The Fijian glared at him with bloodshot eyes and shook his head. “The plants grow large and the beans are golden as sacks of money. But what good is that when you’re dead?”
The very next week we managed to track down the owner’s relatives through Mosese, the manager of the farm. “He’ll keep running it until the sale is finalized,” Niklas said, the enthusiasm glowing in his eyes, “and beyond that too, if we want. Can you imagine, a cocoa farm! We’ll name it after you: Kat’s Cocoa!”
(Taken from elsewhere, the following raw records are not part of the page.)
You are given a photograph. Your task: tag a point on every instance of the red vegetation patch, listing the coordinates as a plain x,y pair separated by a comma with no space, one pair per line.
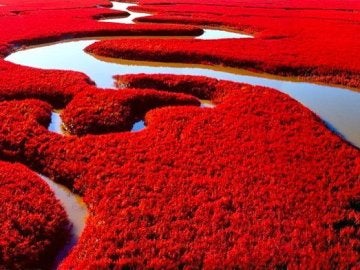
53,86
244,184
253,55
105,111
256,182
33,224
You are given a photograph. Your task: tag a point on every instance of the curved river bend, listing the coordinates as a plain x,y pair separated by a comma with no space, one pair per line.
338,107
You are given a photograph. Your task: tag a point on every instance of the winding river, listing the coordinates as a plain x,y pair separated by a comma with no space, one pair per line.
338,107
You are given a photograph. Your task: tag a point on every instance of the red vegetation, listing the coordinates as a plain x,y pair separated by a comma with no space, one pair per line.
105,111
53,86
33,224
244,184
253,55
256,182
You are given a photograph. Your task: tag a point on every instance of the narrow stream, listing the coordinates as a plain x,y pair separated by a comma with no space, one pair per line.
77,213
338,107
56,124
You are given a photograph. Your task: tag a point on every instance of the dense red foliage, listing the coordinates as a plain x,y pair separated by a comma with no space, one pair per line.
55,87
33,224
243,184
256,182
253,55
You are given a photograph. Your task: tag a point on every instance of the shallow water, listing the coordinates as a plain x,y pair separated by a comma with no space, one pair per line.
207,103
56,124
76,211
208,34
338,107
124,7
212,34
138,126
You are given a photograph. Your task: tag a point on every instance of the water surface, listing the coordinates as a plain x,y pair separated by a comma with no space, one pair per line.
338,107
76,211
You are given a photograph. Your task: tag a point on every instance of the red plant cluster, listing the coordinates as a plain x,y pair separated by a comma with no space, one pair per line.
107,111
33,223
256,182
244,184
53,86
253,55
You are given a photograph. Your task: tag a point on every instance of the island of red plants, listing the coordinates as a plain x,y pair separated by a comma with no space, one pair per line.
256,182
33,224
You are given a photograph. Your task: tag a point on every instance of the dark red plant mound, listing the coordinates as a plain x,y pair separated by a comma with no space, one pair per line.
256,182
33,223
244,184
253,55
104,111
53,86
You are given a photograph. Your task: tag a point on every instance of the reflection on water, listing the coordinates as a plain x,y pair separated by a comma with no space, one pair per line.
76,211
338,107
138,126
56,123
207,103
124,7
208,33
221,34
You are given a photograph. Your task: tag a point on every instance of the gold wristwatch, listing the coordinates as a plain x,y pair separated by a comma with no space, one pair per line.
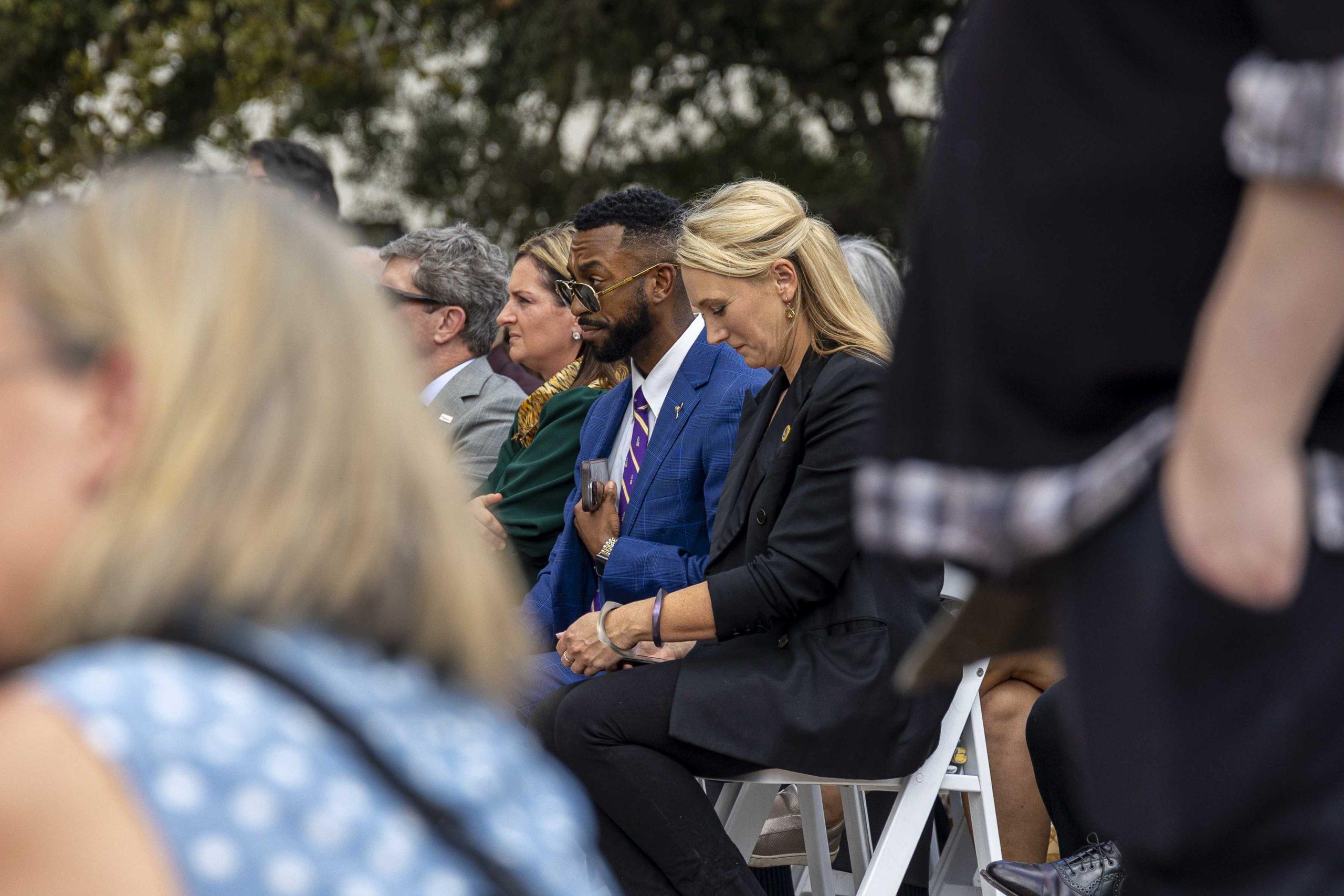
604,555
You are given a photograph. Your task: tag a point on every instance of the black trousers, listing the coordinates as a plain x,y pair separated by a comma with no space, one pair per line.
658,829
1211,736
1061,770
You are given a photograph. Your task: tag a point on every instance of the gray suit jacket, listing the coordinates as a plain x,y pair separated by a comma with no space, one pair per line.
476,410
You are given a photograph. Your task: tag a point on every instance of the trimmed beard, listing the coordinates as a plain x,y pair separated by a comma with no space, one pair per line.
628,332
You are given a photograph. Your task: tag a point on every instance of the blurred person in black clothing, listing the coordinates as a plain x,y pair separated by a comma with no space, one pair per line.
298,168
1115,394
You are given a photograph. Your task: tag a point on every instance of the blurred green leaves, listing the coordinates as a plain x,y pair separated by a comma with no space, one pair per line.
507,113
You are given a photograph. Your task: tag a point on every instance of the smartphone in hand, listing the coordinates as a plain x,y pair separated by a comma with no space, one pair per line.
593,479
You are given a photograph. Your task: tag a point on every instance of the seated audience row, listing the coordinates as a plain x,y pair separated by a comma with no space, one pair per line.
252,630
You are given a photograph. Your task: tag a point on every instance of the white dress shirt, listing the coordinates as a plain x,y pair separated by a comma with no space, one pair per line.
432,392
655,386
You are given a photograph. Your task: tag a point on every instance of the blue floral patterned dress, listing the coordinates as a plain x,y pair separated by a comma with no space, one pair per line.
255,793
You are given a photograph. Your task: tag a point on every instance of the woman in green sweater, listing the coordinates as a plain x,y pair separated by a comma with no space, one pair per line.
522,504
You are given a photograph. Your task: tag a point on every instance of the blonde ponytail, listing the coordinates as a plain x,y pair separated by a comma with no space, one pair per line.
742,229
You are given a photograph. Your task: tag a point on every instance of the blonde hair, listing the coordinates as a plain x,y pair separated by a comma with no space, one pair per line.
282,469
742,229
551,250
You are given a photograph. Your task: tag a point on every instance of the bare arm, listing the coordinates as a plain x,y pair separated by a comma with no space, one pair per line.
66,823
1266,343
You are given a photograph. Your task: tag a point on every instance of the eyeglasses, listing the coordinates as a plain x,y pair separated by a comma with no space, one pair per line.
589,297
397,297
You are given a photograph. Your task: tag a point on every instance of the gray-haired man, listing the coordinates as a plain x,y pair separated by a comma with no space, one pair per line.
449,285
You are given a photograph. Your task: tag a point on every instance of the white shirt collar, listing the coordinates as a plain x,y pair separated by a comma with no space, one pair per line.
659,381
432,392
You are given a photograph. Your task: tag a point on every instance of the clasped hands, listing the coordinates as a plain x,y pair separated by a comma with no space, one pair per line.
585,655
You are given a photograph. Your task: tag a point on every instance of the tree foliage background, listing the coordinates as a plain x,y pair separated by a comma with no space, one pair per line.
505,113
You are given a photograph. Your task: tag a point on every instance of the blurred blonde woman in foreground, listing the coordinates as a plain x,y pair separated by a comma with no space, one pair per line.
238,596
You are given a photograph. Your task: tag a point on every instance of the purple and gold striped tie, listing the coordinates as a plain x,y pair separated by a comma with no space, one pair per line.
639,445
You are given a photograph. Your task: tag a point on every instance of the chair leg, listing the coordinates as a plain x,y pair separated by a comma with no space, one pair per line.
729,796
956,868
984,818
897,847
815,840
858,832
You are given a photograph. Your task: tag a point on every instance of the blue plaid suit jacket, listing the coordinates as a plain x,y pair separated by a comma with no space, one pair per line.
666,531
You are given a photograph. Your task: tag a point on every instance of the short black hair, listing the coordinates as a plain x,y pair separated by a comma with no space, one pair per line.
648,215
300,170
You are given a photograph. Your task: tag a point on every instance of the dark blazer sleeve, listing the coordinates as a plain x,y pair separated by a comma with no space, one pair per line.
812,543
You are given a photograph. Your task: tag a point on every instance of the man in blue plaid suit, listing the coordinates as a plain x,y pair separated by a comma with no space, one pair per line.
667,431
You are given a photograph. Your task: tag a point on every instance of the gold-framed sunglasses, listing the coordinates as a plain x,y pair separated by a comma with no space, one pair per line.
589,297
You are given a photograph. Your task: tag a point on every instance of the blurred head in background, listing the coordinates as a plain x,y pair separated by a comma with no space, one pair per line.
771,280
448,284
296,168
875,273
181,437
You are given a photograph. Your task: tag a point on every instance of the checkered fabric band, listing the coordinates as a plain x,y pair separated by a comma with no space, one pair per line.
1000,522
1288,120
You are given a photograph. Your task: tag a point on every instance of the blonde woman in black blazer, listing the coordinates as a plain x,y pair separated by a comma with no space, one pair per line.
783,657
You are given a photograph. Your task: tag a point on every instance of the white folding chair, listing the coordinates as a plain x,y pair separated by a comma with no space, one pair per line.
878,871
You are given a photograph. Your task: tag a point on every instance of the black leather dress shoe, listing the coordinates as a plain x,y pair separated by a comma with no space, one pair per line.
1095,871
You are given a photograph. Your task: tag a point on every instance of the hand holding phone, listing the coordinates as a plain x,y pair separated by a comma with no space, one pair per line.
593,477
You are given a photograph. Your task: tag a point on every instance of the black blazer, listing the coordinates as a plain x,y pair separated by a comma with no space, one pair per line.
808,636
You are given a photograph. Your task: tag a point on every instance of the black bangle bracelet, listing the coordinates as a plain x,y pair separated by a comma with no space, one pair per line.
658,618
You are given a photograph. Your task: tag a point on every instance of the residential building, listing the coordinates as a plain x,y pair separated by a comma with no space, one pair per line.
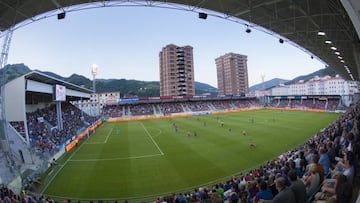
176,71
232,74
He loved me. Sometimes it hurts so badly I can’t breathe. I have to shut my eyes, grab hold of something, and slowly inhale through the nose, exhale through the mouth. He loved me; he wanted beautiful things for me! The joy in his voice: “We can learn, Kat, it won’t be hard!” The fervor that always lit a fire in me: “Our own project, and if we make it work, we can help even more people. Local vocational training! Microfinancing! Seasonal jobs!”
The enthusiasm in his words, but most of all, this is what I saw: This is for me. He loves me. The sweet, heavy pleasure it takes months to cultivate, a long and laborious process: the love in the glistening fat brown cocoa bean. It’s all for me.